The Agile Monkeys is a software boutique with over 75 people and we keep growing. We do two things:
We create products: We are a very creative team that is constantly pursuing new ideas and projects we love. Now we are focused on building products related to search and AI. We take great joy in tackling the challenges of AI associated with scalability and information retrieval.
We deliver bespoke consulting solutions to leading enterprises, driving strategic transformation, operational excellence, and sustainable growth.
Why join us?
We’re independent and self-funded, so we get to build what we believe in — no investor politics
You’ll join a radically creative, fast-moving team that values ownership and experimentation
We work globally, but our roots are in the Canary Islands 🌴 — remote-first, international, and human-centered
We’re entering a hyper-creative phase in AI and product development — and we want your brain in the mix
Role Summary
Our customer is a nonpartisan nonprofit that ingests, curates, and publishes U.S. government statistics to help the public and policymakers make data-informed decisions. The Agile Monkeys partners with them to build modern, reliable data platforms and pipelines at scale.
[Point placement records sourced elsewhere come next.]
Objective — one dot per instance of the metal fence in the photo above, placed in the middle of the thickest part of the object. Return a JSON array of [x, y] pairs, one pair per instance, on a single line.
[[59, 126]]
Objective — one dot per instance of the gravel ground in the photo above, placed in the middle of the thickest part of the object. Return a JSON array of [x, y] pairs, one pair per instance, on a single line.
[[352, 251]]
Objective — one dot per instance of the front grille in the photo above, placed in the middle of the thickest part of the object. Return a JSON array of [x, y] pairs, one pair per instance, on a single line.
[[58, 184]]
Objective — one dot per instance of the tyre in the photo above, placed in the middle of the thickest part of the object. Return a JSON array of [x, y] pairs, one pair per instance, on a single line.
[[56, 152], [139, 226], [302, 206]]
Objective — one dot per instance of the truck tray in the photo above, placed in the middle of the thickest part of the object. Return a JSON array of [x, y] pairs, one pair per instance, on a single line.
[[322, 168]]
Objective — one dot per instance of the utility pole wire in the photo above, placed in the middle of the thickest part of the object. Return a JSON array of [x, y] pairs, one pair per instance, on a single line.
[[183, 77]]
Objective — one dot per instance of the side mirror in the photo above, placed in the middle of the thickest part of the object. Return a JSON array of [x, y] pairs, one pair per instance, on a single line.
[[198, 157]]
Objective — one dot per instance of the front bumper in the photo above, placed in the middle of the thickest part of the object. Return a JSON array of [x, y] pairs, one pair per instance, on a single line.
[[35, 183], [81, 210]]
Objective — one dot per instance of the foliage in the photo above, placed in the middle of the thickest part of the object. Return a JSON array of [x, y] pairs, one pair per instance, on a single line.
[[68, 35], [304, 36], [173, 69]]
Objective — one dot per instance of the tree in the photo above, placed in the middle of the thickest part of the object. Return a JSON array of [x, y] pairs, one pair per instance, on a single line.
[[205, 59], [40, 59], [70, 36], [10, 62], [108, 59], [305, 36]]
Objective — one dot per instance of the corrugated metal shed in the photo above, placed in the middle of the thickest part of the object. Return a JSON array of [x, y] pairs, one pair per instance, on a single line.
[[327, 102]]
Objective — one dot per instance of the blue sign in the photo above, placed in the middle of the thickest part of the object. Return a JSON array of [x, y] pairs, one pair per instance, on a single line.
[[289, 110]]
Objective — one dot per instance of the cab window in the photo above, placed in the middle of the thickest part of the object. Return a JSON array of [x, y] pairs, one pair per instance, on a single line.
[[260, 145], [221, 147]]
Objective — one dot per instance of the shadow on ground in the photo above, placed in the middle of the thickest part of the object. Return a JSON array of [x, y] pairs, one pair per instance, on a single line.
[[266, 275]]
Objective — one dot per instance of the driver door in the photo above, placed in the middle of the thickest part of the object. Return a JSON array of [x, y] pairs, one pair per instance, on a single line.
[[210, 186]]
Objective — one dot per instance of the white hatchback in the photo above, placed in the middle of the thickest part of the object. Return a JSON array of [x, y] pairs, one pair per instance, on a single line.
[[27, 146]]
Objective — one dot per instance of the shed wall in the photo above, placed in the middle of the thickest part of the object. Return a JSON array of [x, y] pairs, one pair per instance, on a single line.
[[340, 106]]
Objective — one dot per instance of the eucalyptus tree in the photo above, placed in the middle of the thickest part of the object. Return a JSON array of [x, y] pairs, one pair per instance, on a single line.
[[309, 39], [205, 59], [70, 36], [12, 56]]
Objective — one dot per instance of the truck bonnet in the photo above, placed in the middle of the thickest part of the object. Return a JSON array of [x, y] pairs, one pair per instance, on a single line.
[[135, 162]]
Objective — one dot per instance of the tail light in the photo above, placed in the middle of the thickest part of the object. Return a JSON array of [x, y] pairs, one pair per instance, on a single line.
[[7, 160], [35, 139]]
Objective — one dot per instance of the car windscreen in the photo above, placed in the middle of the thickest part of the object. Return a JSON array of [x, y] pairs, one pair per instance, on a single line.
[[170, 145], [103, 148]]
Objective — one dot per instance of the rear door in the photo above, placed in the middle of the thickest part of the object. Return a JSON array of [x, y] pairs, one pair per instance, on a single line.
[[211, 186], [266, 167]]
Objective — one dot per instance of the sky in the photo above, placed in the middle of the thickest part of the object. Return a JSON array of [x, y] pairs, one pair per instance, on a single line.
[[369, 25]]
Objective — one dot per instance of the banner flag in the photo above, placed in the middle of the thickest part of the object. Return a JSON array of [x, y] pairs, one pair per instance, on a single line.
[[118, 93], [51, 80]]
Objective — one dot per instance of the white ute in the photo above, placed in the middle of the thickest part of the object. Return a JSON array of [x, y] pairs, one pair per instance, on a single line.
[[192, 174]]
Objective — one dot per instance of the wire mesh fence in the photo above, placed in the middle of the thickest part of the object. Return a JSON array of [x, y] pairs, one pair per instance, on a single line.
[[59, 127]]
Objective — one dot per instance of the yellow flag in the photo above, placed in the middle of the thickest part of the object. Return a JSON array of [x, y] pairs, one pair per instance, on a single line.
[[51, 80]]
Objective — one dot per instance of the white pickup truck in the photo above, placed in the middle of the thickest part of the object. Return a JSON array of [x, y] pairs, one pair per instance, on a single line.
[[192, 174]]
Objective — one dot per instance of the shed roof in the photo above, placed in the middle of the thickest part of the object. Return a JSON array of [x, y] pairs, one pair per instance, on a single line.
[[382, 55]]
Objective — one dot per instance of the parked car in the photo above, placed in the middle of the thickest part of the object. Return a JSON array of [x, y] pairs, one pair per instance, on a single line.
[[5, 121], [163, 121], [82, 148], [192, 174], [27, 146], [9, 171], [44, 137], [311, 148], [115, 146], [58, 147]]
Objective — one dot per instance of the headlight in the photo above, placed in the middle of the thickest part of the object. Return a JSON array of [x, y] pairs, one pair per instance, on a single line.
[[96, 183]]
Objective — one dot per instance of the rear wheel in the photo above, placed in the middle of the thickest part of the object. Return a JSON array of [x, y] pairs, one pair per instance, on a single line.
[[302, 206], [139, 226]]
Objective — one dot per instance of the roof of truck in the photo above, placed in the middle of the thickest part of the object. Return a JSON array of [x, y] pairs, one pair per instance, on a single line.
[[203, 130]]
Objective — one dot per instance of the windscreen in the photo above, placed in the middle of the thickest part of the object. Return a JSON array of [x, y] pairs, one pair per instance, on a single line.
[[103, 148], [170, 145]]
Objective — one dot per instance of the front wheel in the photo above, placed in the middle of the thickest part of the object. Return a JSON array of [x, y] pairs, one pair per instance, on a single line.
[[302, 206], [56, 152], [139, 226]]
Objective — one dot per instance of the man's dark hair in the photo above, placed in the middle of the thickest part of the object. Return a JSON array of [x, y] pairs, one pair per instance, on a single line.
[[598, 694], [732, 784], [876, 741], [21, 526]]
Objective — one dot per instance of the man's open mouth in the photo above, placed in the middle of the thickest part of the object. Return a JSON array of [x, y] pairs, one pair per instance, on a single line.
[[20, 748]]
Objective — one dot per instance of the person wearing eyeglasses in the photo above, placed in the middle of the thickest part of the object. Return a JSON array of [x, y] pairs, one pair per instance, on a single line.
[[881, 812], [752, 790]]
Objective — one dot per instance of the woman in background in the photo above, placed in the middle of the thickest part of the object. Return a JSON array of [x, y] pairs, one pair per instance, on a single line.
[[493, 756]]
We’re looking for a Senior Data Engineer to own core data pipelines across the Wild → Raw → Bronze → Silver → Gold Medallion architecture, with a focus on Dataset Mapping, Polling, and Change Data Capture (CDC). You’ll design, implement, and harden Databricks/Spark jobs, Airflow orchestrations, and Delta Lake patterns that turn messy public datasets into governed, trustworthy, and publish-ready data.
What you’ll do
Design & build pipelines in Python, PySpark, and SQL for batch/near-real-time ingestion and transformation on Databricks (Delta Lake + Unity Catalog).
Operationalize CDC & incremental load: table/version change detection, column-level deltas, idempotent reprocessing, and efficient upserts/soft-deletes.
Implement polling & source change detection: hash-based snapshot detection, metadata-driven schedules, and cost-aware download strategies.
Own the Medallion flow (Raw→Bronze→Silver): schema validation, schema evolution/forking, terminology & customer's mapping, lineage preservation.
Data quality & observability: build validations (Great Expectations or similar), metrics, and alerts; publish run metadata to audit tables and dashboards.
Governance: apply Unity Catalog best practices (permissions, tags, lineage), structured logging, and reproducibility across pipelines.
Performance & cost: optimize Spark/Delta (partitioning, file sizing, Z-ordering, AQE, cluster configs), control cloud spend, and tune Airflow concurrency.
Reliability engineering: implement robust retry/exception-handling policies, backoffs, and graceful degradation across jobs and operators.
Collaboration & reviews: contribute to design docs, PRs, and coding standards; mentor teammates; work closely with data analysts and product.
Tech environment
Languages: Python (PySpark), SQL
Platform: Databricks (Delta Lake, Unity Catalog)
Orchestration: Airflow (Astronomer)
Data quality: Great Expectations (or equivalent)
Cloud & storage: AWS/Azure (S3/ABFS/Blob), Parquet/Delta
CI/CD & tooling: GitHub, tests (pytest), code style, linters; YAML-driven configs; dashboards/metrics (e.g., Prometheus/Grafana or Databricks metrics)
Projects you’ll touch
Dataset Mapping: Apply curated terminology/semantic mappings to normalize heterogeneous government sources into consistent Silver datasets.
Polling Framework: Detect upstream source changes reliably (metadata and content hashing), trigger selective re-ingestion, and keep costs in check.
CDC System: Compute row- and column-level deltas, maintain detail/log/state views, and expose clear lineage for publishable facts.
Minimum qualifications
5+ years building production Spark/Databricks data pipelines in Python/PySpark and SQL.
Deep knowledge of Delta Lake internals (ACID, checkpoints, optimize/vacuum, partitioning, file layout) and performance tuning.
Hands-on Airflow experience (DAG design, sensors, concurrency, retries, SLAs), ideally on Astronomer.